“These articulated machines, by some sort of fluke of circuitry or the beginnings of artificial intelligence, were as emotional as any of the other characters,” said Bill Irwin, the actor behind TARS.
For decades, literature and film have explored artificial intelligence. The modern term “robots” can be traced to R.U.R. (Rossum’s Universal Robots), a 1921 play by Czech author Karel Čapek. In the original Czech, robota means “forced labor”; derived from the more general rab (“slave”), robota refers specifically to feudal serfdom. The humans in R.U.R. see robots as appliances, not life forms.
In the years since, many other works have examined robots as a sub-human proletariat, including Metropolis; Into the Slave Nebula; I, Robot; 2001: A Space Odyssey; Blade Runner; Battlestar Galactica; Chappie; and Automata. The robots’ human oppressors are not purposefully cruel; in fact, in dehumanizing artificial life, mankind minimizes its own innovation. It ignores its glory to preserve God as creator.
Treating robots as “things” prevents constructive socialization. There is no foundation of love or understanding. All they learn from their makers is how to perpetrate violence to control the world around them. And so, in these works, robots inevitably rise up. In R.U.R., only one human being survives the revolution. The robots spare him because “he works with his hands.” This shared functionality is their only connection point to the human experience.

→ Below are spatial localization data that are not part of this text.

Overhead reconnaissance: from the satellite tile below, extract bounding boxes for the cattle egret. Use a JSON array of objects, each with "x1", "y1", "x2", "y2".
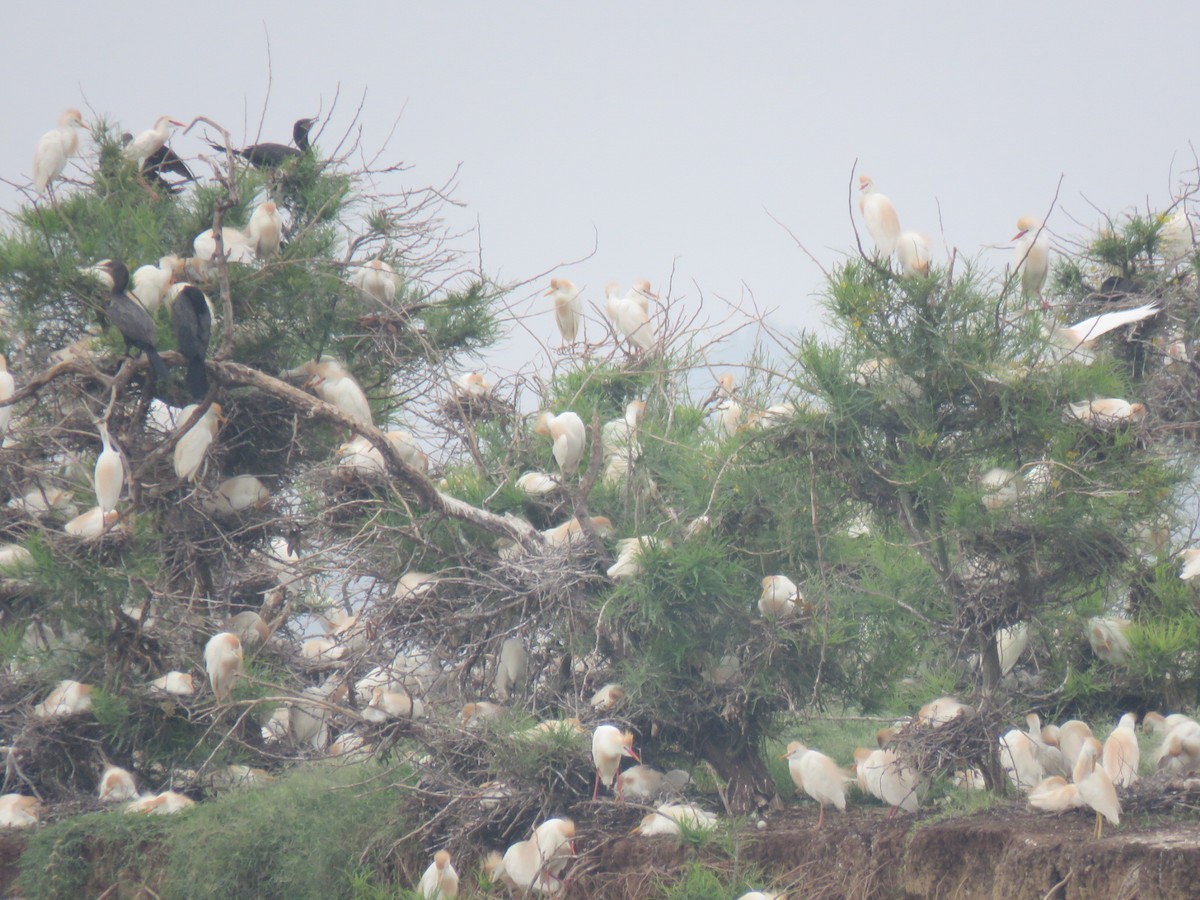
[
  {"x1": 634, "y1": 803, "x2": 716, "y2": 835},
  {"x1": 92, "y1": 421, "x2": 125, "y2": 512},
  {"x1": 121, "y1": 115, "x2": 184, "y2": 166},
  {"x1": 175, "y1": 403, "x2": 222, "y2": 481},
  {"x1": 1154, "y1": 719, "x2": 1200, "y2": 775},
  {"x1": 854, "y1": 746, "x2": 926, "y2": 818},
  {"x1": 533, "y1": 816, "x2": 575, "y2": 877},
  {"x1": 592, "y1": 684, "x2": 625, "y2": 713},
  {"x1": 97, "y1": 259, "x2": 169, "y2": 382},
  {"x1": 98, "y1": 766, "x2": 138, "y2": 803},
  {"x1": 130, "y1": 256, "x2": 182, "y2": 316},
  {"x1": 604, "y1": 283, "x2": 655, "y2": 353},
  {"x1": 34, "y1": 109, "x2": 83, "y2": 194},
  {"x1": 1000, "y1": 728, "x2": 1046, "y2": 791},
  {"x1": 1049, "y1": 302, "x2": 1162, "y2": 364},
  {"x1": 246, "y1": 200, "x2": 283, "y2": 259},
  {"x1": 544, "y1": 278, "x2": 583, "y2": 344},
  {"x1": 1063, "y1": 397, "x2": 1146, "y2": 428},
  {"x1": 1087, "y1": 619, "x2": 1132, "y2": 665},
  {"x1": 758, "y1": 575, "x2": 803, "y2": 619},
  {"x1": 150, "y1": 672, "x2": 196, "y2": 697},
  {"x1": 1180, "y1": 547, "x2": 1200, "y2": 581},
  {"x1": 192, "y1": 228, "x2": 254, "y2": 267},
  {"x1": 125, "y1": 791, "x2": 196, "y2": 816},
  {"x1": 533, "y1": 412, "x2": 587, "y2": 475},
  {"x1": 1027, "y1": 775, "x2": 1085, "y2": 812},
  {"x1": 517, "y1": 472, "x2": 563, "y2": 497},
  {"x1": 1073, "y1": 738, "x2": 1121, "y2": 840},
  {"x1": 592, "y1": 725, "x2": 642, "y2": 800},
  {"x1": 0, "y1": 793, "x2": 42, "y2": 828},
  {"x1": 1025, "y1": 713, "x2": 1074, "y2": 778},
  {"x1": 169, "y1": 284, "x2": 212, "y2": 401},
  {"x1": 896, "y1": 232, "x2": 934, "y2": 278},
  {"x1": 780, "y1": 740, "x2": 847, "y2": 828},
  {"x1": 1013, "y1": 216, "x2": 1050, "y2": 298},
  {"x1": 350, "y1": 259, "x2": 400, "y2": 306},
  {"x1": 288, "y1": 356, "x2": 374, "y2": 425},
  {"x1": 858, "y1": 175, "x2": 900, "y2": 259},
  {"x1": 917, "y1": 697, "x2": 973, "y2": 728},
  {"x1": 416, "y1": 850, "x2": 458, "y2": 900},
  {"x1": 62, "y1": 506, "x2": 120, "y2": 540},
  {"x1": 209, "y1": 119, "x2": 317, "y2": 169},
  {"x1": 493, "y1": 637, "x2": 529, "y2": 700},
  {"x1": 362, "y1": 688, "x2": 425, "y2": 722},
  {"x1": 0, "y1": 353, "x2": 17, "y2": 444},
  {"x1": 462, "y1": 700, "x2": 508, "y2": 728},
  {"x1": 1100, "y1": 713, "x2": 1141, "y2": 787},
  {"x1": 204, "y1": 631, "x2": 241, "y2": 703},
  {"x1": 34, "y1": 678, "x2": 91, "y2": 719}
]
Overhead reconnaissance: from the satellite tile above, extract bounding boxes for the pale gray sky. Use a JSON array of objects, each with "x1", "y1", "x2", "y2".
[{"x1": 7, "y1": 0, "x2": 1200, "y2": 376}]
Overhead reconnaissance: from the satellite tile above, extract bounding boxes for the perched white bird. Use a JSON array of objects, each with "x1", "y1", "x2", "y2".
[
  {"x1": 0, "y1": 353, "x2": 17, "y2": 445},
  {"x1": 1100, "y1": 713, "x2": 1141, "y2": 787},
  {"x1": 202, "y1": 475, "x2": 271, "y2": 518},
  {"x1": 288, "y1": 356, "x2": 374, "y2": 425},
  {"x1": 533, "y1": 412, "x2": 587, "y2": 475},
  {"x1": 604, "y1": 283, "x2": 656, "y2": 353},
  {"x1": 192, "y1": 228, "x2": 254, "y2": 267},
  {"x1": 416, "y1": 850, "x2": 458, "y2": 900},
  {"x1": 121, "y1": 115, "x2": 184, "y2": 166},
  {"x1": 150, "y1": 671, "x2": 196, "y2": 697},
  {"x1": 62, "y1": 506, "x2": 120, "y2": 540},
  {"x1": 896, "y1": 232, "x2": 934, "y2": 278},
  {"x1": 858, "y1": 175, "x2": 900, "y2": 259},
  {"x1": 592, "y1": 725, "x2": 642, "y2": 800},
  {"x1": 0, "y1": 793, "x2": 42, "y2": 828},
  {"x1": 125, "y1": 791, "x2": 196, "y2": 816},
  {"x1": 492, "y1": 637, "x2": 529, "y2": 700},
  {"x1": 175, "y1": 403, "x2": 222, "y2": 481},
  {"x1": 634, "y1": 803, "x2": 716, "y2": 835},
  {"x1": 758, "y1": 575, "x2": 802, "y2": 619},
  {"x1": 246, "y1": 200, "x2": 283, "y2": 259},
  {"x1": 780, "y1": 740, "x2": 848, "y2": 828},
  {"x1": 1013, "y1": 216, "x2": 1050, "y2": 298},
  {"x1": 350, "y1": 259, "x2": 400, "y2": 306},
  {"x1": 92, "y1": 421, "x2": 125, "y2": 512},
  {"x1": 34, "y1": 109, "x2": 83, "y2": 194},
  {"x1": 1063, "y1": 397, "x2": 1146, "y2": 428},
  {"x1": 1027, "y1": 775, "x2": 1084, "y2": 812},
  {"x1": 34, "y1": 678, "x2": 91, "y2": 719},
  {"x1": 204, "y1": 631, "x2": 241, "y2": 703},
  {"x1": 128, "y1": 256, "x2": 184, "y2": 316},
  {"x1": 1087, "y1": 619, "x2": 1132, "y2": 665},
  {"x1": 97, "y1": 766, "x2": 138, "y2": 803},
  {"x1": 544, "y1": 278, "x2": 583, "y2": 344},
  {"x1": 1072, "y1": 738, "x2": 1121, "y2": 840},
  {"x1": 1180, "y1": 547, "x2": 1200, "y2": 581},
  {"x1": 1048, "y1": 302, "x2": 1162, "y2": 365}
]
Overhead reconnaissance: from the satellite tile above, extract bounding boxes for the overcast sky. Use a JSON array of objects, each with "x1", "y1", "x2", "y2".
[{"x1": 7, "y1": 0, "x2": 1200, "y2": 381}]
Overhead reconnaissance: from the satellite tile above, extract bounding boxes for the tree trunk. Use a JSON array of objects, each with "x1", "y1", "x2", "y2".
[{"x1": 698, "y1": 719, "x2": 782, "y2": 816}]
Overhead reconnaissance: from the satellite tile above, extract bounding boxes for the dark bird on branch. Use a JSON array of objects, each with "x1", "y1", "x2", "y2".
[
  {"x1": 209, "y1": 118, "x2": 317, "y2": 169},
  {"x1": 170, "y1": 284, "x2": 212, "y2": 400},
  {"x1": 96, "y1": 259, "x2": 170, "y2": 382}
]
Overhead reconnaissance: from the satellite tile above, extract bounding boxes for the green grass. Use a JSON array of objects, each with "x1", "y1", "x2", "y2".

Other works, such as Star Trek: The Next Generation, are far less bleak about human perception. While the android Commander Data dreams of becoming human, his crewmates treat him as such already. In the episode “Measure of a Man,” Captain Picard makes a passionate case for Data’s sentience when scientists argue that he is “Starfleet property.” This progressive view of articulated machines as sovereign persons is also present in Christopher Nolan’s Interstellar.
“I [found] fascinating this notion of, ‘What if the most human characters were the non-human ones?'” mused co-writer Jonathan Nolan. “They’re just as marooned in the moment as anyone else. They’re literally military surplus.”
CASE and TARS were constructed in war time to serve the U.S. military. However, unlike drones, they weren’t seen as dispensable weapons. They were designed as personnel, given feelings to blend in with human units. This choice in their engineering made it easy to treat them as living, breathing beings.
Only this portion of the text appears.